Houston made Cook a second-round pick (35th overall) in 1995 and he started with a splash, notching two sacks in the season-opener against Jacksonville. He played two seasons for the Oilers and two for Tennessee before the Redskins picked him up as a free agent in March.
"The biggest thing with Anthony for us was getting him comfortable with what we're doing," said Coach Norv Turner. "He's very physical, has got good leverage, plays low and has got a mental toughness about him. He doesn't let people knock him around."
TRIPLETS II: The Indianapolis Colts have built their offensive success on a formula that is familiar to Turner: teaming an outstanding quarterback with a similarly outstanding running back and wide receiver. Some, in fact, are calling the Colts' mighty triumvirate -- composed of Peyton Manning, James and wide receiver Marvin Harrision -- the modern-day equivalent of the Cowboys' "triplets" -- Troy Aikman, Emmitt Smith and Michael Irvin -- that Turner nurtured through the early 1990s.

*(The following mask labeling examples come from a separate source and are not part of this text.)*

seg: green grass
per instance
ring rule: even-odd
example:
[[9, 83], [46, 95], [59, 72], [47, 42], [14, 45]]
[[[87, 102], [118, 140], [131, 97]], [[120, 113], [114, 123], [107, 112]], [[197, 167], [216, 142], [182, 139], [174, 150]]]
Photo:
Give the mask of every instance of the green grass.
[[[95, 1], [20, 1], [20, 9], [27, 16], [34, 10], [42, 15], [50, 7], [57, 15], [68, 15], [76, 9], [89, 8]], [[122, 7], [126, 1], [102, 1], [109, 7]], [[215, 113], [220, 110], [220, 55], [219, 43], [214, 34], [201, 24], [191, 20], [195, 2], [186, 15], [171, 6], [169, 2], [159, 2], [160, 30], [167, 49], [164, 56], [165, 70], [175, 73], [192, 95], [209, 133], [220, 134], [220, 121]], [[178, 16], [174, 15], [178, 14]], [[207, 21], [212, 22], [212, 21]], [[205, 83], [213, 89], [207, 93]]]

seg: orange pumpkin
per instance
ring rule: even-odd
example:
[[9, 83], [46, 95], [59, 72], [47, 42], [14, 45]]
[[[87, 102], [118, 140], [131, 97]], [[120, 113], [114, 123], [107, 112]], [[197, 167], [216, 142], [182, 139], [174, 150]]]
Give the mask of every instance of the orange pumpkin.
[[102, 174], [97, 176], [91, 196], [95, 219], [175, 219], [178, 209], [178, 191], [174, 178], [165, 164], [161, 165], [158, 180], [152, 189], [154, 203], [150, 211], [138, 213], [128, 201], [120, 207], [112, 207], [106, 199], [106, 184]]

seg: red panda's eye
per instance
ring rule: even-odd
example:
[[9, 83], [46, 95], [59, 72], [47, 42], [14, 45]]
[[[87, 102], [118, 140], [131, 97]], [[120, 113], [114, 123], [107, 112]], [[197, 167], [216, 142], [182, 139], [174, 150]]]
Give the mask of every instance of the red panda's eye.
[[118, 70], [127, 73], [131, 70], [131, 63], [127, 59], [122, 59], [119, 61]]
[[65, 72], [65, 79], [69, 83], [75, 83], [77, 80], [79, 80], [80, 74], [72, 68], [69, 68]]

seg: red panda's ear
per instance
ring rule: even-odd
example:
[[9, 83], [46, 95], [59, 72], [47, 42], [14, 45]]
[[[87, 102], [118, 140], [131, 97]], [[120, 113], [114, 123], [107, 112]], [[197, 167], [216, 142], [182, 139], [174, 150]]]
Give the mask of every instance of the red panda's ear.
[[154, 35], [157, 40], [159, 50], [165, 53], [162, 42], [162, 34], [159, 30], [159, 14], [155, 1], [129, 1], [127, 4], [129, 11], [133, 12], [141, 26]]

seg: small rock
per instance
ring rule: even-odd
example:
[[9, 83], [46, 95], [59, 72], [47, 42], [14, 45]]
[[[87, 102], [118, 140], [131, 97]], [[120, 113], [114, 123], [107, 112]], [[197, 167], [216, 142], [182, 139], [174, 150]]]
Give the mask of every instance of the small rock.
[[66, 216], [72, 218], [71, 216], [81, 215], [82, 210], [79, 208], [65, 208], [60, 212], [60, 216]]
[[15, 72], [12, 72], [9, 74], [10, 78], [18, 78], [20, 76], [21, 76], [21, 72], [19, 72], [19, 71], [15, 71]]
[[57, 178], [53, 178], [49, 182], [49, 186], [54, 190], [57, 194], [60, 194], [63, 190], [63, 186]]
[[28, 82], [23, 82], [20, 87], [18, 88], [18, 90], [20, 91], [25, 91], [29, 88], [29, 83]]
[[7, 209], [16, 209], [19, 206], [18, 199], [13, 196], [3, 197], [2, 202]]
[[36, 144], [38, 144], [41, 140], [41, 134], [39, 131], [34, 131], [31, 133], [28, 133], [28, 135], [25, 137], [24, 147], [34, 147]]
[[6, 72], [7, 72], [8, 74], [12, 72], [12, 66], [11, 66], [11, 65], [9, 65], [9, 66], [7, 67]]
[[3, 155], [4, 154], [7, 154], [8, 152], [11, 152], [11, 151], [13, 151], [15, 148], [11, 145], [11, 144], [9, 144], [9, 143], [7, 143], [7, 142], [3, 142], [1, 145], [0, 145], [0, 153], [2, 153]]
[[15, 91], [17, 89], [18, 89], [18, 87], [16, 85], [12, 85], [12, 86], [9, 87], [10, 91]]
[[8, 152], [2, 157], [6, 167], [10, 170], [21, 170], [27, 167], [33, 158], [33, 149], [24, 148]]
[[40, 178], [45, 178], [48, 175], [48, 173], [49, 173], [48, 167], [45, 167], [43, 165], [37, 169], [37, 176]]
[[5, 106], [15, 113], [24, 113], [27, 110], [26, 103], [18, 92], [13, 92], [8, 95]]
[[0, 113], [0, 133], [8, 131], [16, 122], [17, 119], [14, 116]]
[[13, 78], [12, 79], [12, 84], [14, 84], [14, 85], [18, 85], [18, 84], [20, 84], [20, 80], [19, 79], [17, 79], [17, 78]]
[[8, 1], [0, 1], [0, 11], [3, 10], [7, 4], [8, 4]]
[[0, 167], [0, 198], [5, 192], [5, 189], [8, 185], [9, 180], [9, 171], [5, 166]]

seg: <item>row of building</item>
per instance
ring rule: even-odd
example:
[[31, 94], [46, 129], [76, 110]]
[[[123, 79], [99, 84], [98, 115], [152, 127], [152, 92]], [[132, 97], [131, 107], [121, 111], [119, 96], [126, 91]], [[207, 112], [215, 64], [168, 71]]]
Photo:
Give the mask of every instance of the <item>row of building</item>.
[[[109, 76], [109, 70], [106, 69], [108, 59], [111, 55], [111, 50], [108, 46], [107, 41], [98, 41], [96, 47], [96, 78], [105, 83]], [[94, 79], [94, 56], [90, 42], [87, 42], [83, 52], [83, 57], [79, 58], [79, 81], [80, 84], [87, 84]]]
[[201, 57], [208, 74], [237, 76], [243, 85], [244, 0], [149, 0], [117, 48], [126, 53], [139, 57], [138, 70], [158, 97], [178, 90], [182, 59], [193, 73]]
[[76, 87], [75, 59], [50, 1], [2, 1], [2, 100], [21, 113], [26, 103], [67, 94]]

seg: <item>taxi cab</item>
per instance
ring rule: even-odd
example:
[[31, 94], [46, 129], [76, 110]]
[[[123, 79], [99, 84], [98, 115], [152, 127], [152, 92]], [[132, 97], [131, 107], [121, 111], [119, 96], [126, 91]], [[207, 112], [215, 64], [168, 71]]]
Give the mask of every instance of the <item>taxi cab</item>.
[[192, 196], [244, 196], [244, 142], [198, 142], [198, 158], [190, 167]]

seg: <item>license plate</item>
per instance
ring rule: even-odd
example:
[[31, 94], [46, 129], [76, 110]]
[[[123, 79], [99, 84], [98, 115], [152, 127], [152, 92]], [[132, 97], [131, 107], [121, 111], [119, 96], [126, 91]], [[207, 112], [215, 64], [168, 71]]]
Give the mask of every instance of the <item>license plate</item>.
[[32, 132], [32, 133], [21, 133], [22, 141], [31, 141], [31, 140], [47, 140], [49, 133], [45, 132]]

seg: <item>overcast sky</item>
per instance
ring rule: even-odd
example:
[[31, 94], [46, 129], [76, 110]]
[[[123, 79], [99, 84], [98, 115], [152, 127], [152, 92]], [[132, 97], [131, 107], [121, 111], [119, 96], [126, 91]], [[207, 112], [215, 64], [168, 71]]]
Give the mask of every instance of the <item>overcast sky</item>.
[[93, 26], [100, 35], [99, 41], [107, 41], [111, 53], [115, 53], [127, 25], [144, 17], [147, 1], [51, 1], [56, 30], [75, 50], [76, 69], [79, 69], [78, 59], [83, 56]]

In terms of statistics, the Colts' vaunted offenses also mirrors that of the 1999 Redskins.
The Redskins' offense is ranked second in the NFL, having scored 375 points. Quarterback Brad Johnson has thrown 21 touchdowns and 12 interceptions for a quarterback rating of 88.3. And wide receiver Michael Westbrook has 54 receptions for 1,026 yards and eight touchdowns.
The Colts' fourth-ranked offense has put up 364 points. Manning has thrown 24 touchdowns and 14 interceptions for a 92.3 rating. And Harrison has 88 receptions for 1,357 yards, including 12 touchdowns.
"I always look at production," Turner said, "and we've got three guys that are awful productive in Brad and Stephen and Westbrook. They've got three guys who are awful productive in their quarterback and running back and receiver. If you can get that, you've got a chance to be a good offense. The strength of their team is in the balance of the run and pass. They're not one-dimensional, by any manner."
RAISING QBs: Parents who dream of grooming the next NFL superstar quarterback should lend an ear to the Colts' Manning, who started out with an undeniable advantage in having a pro quarterback, Archie Manning, for a father. But what's striking about Manning's description of his development as an athlete is the lack of pressure he felt from his parents. Redskins' quarterback Brad Johnson has spoken of his sports-crazed childhood in similar terms, thanking his parents, both physical education majors, for making sports fun.
Said Manning, of his childhood: "Once we got into sports, kind of our policy was we had to go to [Dad] if we wanted help. It was never a pressure or a push situation. He and my mother made sports fun for us. I had a positive experience growing up as a kid, playing pickup football in the backyard. . . . He sat me down and said, `Peyton, whatever you do -- whether it's play in the band or sing in choir -- we're going to support you, no matter what. If you want to play football, play quarterback, then you do it and I'll help you, if you want. But just go at your own pace."